L’argument : Sibilla, danseuse dans un cabaret andalou, l’El Dorado, est rejetée par le père de son enfant malade qui refuse de l’aider à payer les soins dont il aurait besoin pour survivre. Désespérée, elle tente par tous les moyens de sauver son enfant.
Notre avis : Marcel L’Herbier appartient à ce qu’on a appelé la « première avant-garde » ou encore le « cinéma impressionniste » dans la France des années 1920. Les réalisateurs avant-gardistes étaient également des théoriciens du cinéma et leurs films étaient une mise en pratique de leurs théories. El Dorado est en effet l’oeuvre d’un cinéaste impressionniste où l’Herbier donne à voir et à ressentir l’Espagne d’une manière quasi documentaire. Il retranscrit son amour pour le pays et sa culture à travers notamment le « baile » qui donne son nom au film mais aussi les processions de la Semaine Sainte filmées dans les rues de Séville et les plans de danse gitanes devant la Sierra Nevada. Il explore avec sa caméra les paysages typiques de l’Andalousie et utilise la géométrie des lieux à des fins esthétiques : l’architecture orientale de l’Alhambra de Grenade, ses jardins et ses fontaines lui permettent de jouer avec le cadre, l’eau et la lumière. Pour l’anecdote, c’est d’ailleurs la première fois dans l’histoire du cinéma que le pays autorisait un tournage dans l’enceinte de ce monument.

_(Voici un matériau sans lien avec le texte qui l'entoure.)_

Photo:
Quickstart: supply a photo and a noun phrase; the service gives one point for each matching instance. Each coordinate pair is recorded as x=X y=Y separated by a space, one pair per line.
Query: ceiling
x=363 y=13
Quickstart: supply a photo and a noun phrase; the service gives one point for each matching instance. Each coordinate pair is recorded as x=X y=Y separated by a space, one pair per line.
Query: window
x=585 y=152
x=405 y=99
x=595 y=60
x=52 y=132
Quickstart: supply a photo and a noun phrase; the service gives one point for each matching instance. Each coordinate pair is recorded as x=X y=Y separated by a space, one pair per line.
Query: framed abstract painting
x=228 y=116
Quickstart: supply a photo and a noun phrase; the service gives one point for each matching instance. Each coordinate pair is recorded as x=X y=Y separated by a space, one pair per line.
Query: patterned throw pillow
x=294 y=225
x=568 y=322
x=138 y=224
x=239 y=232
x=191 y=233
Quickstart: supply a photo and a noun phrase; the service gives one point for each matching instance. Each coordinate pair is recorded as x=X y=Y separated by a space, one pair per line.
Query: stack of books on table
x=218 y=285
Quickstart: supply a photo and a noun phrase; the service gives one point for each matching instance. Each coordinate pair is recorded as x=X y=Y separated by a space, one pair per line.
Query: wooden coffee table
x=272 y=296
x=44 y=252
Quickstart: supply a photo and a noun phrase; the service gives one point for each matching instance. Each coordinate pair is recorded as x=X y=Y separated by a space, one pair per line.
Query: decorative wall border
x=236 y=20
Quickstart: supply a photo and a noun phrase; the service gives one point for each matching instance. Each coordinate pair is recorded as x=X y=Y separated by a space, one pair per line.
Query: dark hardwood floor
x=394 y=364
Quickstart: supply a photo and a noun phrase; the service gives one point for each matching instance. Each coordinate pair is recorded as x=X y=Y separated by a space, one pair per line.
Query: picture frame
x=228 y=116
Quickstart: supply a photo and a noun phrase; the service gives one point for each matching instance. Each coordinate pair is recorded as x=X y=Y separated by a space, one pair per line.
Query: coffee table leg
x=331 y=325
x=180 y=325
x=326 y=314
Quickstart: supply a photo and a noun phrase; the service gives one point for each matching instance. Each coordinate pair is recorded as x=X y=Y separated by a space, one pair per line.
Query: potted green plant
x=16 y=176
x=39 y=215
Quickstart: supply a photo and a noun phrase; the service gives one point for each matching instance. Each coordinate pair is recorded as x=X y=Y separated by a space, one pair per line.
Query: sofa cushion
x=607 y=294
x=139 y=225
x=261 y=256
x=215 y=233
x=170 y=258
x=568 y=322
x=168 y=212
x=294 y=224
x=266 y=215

Dès la scène d’ouverture, nous sommes plongés dans l’ambiance : un cabaret, des danseuses, l’ivresse de l’alcool, la sensualité de la danse, la claquement des castagnettes, les couleurs chatoyantes, la fumée, les costumes extrêmement bien choisis, particulièrement la robe et la coiffure de Sibilla qui donnent réellement corps au personnage interprété par Eve Francis. L’Herbier fait preuve de modernité dans le découpage des scènes (les plans s’enchaînent, s’entrecroisent, les angles de prise de vues diffèrent dans une même scène) mais également dans les mouvements de caméra (panoramique, travelling arrière), incroyablement fluides pour l’époque. L’art de Marcel L’Herbier est de réussir à nous faire aussi bien ressentir l’ambiance sonore à travers le montage et la teinte des images, aidés bien sûr par la bande musicale spécialement composée par Marius-François Gaillard, à partir du montage définitif. La musique tient d’ailleurs une place très importante dans le cinéma de L’Herbier. Il pense que les images seules ne suffisent pas à faire passer l’émotion, elles doivent être sublimées par la musique. C’est pourquoi El Dorado est un « mélodrame », selon son propre terme.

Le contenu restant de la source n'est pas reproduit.